La autonomía puede entenderse de muchas maneras. A nivel educativo, por ejemplo,  consiste en lograr que el estudiante adquiera paulatinamente sus propios criterios, métodos y reglas que enriquezcan y mejoren su propio aprendizaje. Esta es una habilidad que debe desarrollarse a lo largo de toda la vida escolar y universitaria de una persona.

Pero si hablamos de niños pequeños, que están empezando su proceso educativo, la autonomía se enfoca de otra manera. Un niño autónomo es aquel que es capaz de realizar por sí mismo aquellas tareas y actividades propias de los niños de su edad y de su entorno socio cultural.

Por el contrario, un niño poco autónomo es dependiente de sus padres y requiere ayuda continua, con poca iniciativa, por lo que suele ser también sobreprotegido. Los niños con pocos hábitos de autonomía, generalmente presentan problemas de aprendizaje y de relación con los demás. Esa es la importancia de su desarrollo: normalmente cuando progresan en este aspecto, también lo hacen en su aprendizaje y relación con los demás.

La mejor manera de inculcar la autonomía en niños pequeños es a través de la generación de buenos hábitos.

  1. Higiene. El niño puede aprender a ser autónomo en todo lo referido a la higiene y autocuidado personal, como el control de sus esfínteres, lavado de manos, cepillado de dientes, el baño, lavarse la cabeza, peinarse y uso de productos de higiene
  2. Vestimenta. El niño o niña no solo puede elegir lo que usará cada día, sino que también puede aprender a cuidar sus prendas y pertenencias. De igual modo, a los cinco años ya puede ponerse solo distintas prendas (pantalones, calcetines, abrigos, zapatos, cremalleras, botones), sacárselas y guardarlas en el lugar adecuado.
  3. Comida. Un niño de nivel de educación inicial ya puede comer solo, usar los cubiertos y respetar unas normas básicas de educación en la mesa. Incluso puede participar en la preparación de su propio refrigerio, como un sándwich simple para el que no necesite utilizar un cuchillo. 

El desarrollo de estas capacidades empieza desde casa.
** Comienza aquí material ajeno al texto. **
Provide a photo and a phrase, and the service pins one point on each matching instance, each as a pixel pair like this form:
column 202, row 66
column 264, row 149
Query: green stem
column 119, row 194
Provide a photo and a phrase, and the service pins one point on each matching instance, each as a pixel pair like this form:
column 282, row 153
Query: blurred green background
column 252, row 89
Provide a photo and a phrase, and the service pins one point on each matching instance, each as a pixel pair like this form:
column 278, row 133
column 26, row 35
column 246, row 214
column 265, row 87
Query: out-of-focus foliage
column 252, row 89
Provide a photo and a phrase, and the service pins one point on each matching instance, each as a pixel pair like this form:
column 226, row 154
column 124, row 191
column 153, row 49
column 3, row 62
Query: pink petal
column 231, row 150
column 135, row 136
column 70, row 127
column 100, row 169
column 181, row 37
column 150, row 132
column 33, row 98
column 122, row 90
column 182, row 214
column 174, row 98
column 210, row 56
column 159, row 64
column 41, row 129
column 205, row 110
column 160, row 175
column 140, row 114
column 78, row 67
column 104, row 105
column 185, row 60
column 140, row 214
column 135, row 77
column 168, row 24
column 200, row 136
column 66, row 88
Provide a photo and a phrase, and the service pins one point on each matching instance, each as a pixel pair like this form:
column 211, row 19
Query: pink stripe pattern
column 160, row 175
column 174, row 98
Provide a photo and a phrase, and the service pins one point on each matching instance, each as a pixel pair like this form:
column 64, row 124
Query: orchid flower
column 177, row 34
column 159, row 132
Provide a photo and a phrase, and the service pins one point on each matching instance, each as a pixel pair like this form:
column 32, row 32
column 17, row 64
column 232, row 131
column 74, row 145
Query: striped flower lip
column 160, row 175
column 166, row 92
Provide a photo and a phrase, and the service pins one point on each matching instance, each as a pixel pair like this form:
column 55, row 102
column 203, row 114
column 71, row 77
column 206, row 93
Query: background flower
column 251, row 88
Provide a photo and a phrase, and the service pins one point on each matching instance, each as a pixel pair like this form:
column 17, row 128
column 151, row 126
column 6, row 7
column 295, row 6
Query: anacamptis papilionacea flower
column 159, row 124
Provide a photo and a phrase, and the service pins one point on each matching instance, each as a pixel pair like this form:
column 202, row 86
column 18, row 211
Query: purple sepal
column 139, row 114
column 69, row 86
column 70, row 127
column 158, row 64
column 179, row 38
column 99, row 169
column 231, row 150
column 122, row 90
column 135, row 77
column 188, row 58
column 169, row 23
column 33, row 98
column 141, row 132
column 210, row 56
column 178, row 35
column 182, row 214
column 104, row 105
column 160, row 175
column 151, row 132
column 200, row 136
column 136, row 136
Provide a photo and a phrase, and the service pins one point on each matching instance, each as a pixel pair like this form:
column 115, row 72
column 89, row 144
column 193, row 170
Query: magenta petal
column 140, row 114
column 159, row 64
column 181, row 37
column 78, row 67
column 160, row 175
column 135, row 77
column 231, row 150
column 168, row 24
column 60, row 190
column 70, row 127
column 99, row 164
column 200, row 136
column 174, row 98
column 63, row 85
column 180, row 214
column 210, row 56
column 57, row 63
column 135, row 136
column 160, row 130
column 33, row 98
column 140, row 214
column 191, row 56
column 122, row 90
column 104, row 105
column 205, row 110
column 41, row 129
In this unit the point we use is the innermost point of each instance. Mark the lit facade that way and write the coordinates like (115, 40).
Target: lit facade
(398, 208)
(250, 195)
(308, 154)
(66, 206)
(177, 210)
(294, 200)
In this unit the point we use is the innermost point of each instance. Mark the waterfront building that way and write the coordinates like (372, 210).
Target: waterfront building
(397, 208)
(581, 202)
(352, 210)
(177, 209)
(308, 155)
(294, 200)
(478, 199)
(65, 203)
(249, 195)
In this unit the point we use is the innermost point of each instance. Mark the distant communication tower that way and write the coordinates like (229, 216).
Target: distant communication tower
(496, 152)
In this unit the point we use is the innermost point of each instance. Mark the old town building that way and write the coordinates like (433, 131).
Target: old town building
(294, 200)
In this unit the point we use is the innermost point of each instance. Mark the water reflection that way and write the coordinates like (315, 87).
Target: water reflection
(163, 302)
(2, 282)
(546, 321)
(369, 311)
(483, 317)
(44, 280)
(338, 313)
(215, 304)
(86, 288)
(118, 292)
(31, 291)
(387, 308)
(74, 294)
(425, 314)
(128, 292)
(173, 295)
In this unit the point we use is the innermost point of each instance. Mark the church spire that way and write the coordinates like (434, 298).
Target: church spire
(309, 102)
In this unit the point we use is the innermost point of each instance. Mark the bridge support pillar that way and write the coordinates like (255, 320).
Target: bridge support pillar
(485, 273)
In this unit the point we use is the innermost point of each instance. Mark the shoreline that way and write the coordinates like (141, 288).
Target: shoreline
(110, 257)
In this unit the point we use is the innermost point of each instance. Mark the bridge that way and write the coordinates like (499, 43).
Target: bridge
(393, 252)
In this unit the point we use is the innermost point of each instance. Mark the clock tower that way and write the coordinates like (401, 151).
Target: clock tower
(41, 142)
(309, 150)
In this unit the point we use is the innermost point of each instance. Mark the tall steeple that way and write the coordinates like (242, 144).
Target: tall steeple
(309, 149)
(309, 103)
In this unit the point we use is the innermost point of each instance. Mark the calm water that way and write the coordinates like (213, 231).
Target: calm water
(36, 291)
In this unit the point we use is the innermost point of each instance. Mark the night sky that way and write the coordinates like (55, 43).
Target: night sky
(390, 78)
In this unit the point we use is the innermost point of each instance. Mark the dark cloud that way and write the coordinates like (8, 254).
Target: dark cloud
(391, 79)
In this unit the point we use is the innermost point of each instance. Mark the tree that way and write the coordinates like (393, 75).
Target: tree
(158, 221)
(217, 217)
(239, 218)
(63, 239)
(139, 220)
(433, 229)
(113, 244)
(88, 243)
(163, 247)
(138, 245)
Estos son algunos consejos simples que pueden seguir los padres de familia para ayudar a sus hijos e hijas a ser personas más autónomas e independientes.

  1. Darles alternativas. Tal vez la combinación de prendas que un niño elija a la primera no sea la más adecuada. Pero si se le ofrecen dos o tres opciones distintas, se le ayudará a  aprender a evaluar alternativas y tomar decisiones. 
  2. Déjalo enfrentar retos. Si tiene una tarea que no sabe cómo hacer, lo mejor no es hacerla por él ni explicarle de inmediato cómo se hace. Es preferible dejarlo explorar y equivocarse para que así pueda aprender por sí solo.
  3. Refuerza sus logros. Una vez que haya logrado superar un reto, aún algo tan simple como atar sus zapatos o pronunciar una palabra que le presentaba dificultades, es importante que los padres y madres de familia reconozcan su esfuerzo y reafirmen lo conseguido.
  4. Juega con ella o él. El juego es una excelente herramienta de aprendizaje. Y no hablamos únicamente de los juegos educativos acordes a su edad. Cualquier juego en casa puede ser una ocasión para aprender, relacionarse con sus familiares, aprender a tolerar el fracaso y analizar las reglas para poder ganar.